But wait, you protest, didn’t Salesforce always do aggressive marketing and wasn’t that risk-taking part of their greatness? Well, yes and no. A good part of their early marketing was guerrilla PR done on the cheap. Yes, they also ran big events, but they mostly found a way to pay for them — Salesforce raised $53M in VC before going public. Domo has raised nearly 10x that.
Now, I have no particular beef with Domo. Other than being next-generation BI, I must admit to always having had some trouble figuring out what they do — in part due to the abnormal secrecy they had in their early days. I know they don’t compete with Host Analytics so I have no beef there. I also know they have sexed-up the BI category a bit, and they’ve certainly done a great job of positioning themselves as a cool company and have created a lot of buzz in the market.
But at what cost?
Domo has raised $483M. It does cause one to wonder about their capital-to-ARR ratio, which is a great overall capital efficiency metric and one that no ever seems to talk about.
- While I don’t know in Domo’s case, I’d guess for many unicorns that this ratio is 10 to 20x — where the company is running a kind of perpetual motion machine strategy where you generate the Halo Effects hoping to drive the sales that justify the valuation that you got on your last financing.

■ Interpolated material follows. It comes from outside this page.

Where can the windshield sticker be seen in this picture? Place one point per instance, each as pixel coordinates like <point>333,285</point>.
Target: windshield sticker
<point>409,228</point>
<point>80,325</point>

This strategy, as many will discover, works well until it doesn’t. If the epitaph of Bubble 1.0 was about Network Effects, that of Bubble 2.0 will be about Halo Effects. Remember Warren Buffet’s famous quote: “only when the tide goes out can you see who’s swimming naked.”
- I know for a reasonably capital-efficient SaaS business the capital-to-ARR ratio might be 2-3x. Perhaps an order of magnitude difference.
Back to our core topic — what’s an example of something that looks like a good idea when you have $483M burning a hole in your pocket that, well, might not look like such a good idea if you were forced to lead a more frugal marketing existence?
How about a YouTube mini-series with Alec Baldwin? That’s exactly what Domo did.